O esgarçamento e a polarização a que estamos assistindo na política chegou em todas as áreas de nossa sociedade. Os recentes imbróglios em torno da mostra de arte em Porto Alegre, a censura a uma peça teatral por um juiz em São Paulo, a performance do artista nu. O que ocorreu a estes eventos representam o quadro mais agudo dessa nossa crise política. O avanço avassalador do poder político de seguimentos conservadores não só atenta contra o sentido de humanidade que ainda estamos tentando consolidar, como também remonta a nossa sociedade para tempos medonhos.
Teodor Adorno escreveu um texto, Educação após Auschwitz, no qual ele diz que a barbárie precisa ser evitada, todos os dias. Todos os dias temos de renovar as forças para lutarmos contra a barbárie. A base social para a gente lutar contra a barbárie é a política. No exercício político, no fazer da atividade política, reside a possibilidade de a sociedade enfrentar as contradições, como estas que agora nos agoniam.
Por isso, o levante destas forças conservadoras, embora parte dela esteja legitimada por estruturas políticas, é um paradoxo. Ao mesmo tempo que é legítima a manifestação dos grupos sociais, é preciso pensar no teor do que é manifestado. Por exemplo, a derrubada do governo do Partido dos Trabalhadores representou para os conservadores um momento de desmanche das poucas políticas de visibilidade feitas sob este partido. Partiram para cima e criaram um factoide de que a defesa das minorias é coisa de petista, de esquerdista.
Quando os conversadores atacam desta maneira fazem um trabalho que pode reverberar contra eles mesmos. A defesa das minorias não pode ser feita por um gueto de pessoas identificadas com ideias de esquerdas. Defender as minorias é uma defesa do sentido de humanidade. Por isso, quando a obra de arte é atacada como bode expiatório, isso é ataque aos direitos de minorias. O ataque às minorias é o ataque ao sentido de humanidade.
A mentalidade conservadora não é uma excrescência. É louvável que as pessoas, dentro do estado, defendam suas posições. Todavia, defender posições não é o ataque ao sentido de humanidade. O estado não pode pender, com sua força e com sua estrutura, para a defesa de posições conservadoras. O estado tem o dever de defender o sentido de humanidade que por pressuposição é a defesa de toda e qualquer diversidade.
A hipocrisia pode ser uma condição das pessoas, podemos ter uma pessoa como Alexandre Frota a defender valores cristãos e a moral. Mas o estado não pode ser nem o MBL nem Alexandre Frota. Quando o prefeito de São Paulo, por exemplo, faz coro aos brados dos conservadores, ele leva consigo o estado, porque ele fala como prefeito.

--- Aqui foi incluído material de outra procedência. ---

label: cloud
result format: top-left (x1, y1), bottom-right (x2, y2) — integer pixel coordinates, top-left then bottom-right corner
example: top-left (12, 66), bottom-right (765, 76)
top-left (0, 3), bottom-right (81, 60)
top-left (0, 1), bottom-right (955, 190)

O pior do governo deposto não foi a mínima defesa dos direitos das minorias. O governo atual (e sua base apoiadora de viés conservadora) não pode lutar contra estes avanços (repito, mínimos). A sociedade plural e diversa é uma forma de fortalecer o estado. Toda vez que o estado pende para um lado, toda a sociedade perde e vai sofrer o peso da mão do estado, que agindo como estado defende uma bandeira de um grupo social.
A obra de arte não pode ser apenas um conforto estético, ela tem de trazer ao debate as nossas contradições. A nudez para as artes é um conjunto com enorme poder simbólico, por isso não podemos reduzi-la ao critério de entendimento de um grupo social. A nudez é também o espaço das nossas maiores contradições. A crise política que agora vivemos também reflete o esquema moral no qual ainda lidamos com a nudez, porque esta ainda é nossa parte mais hipócrita em nosso sentido de humanidade.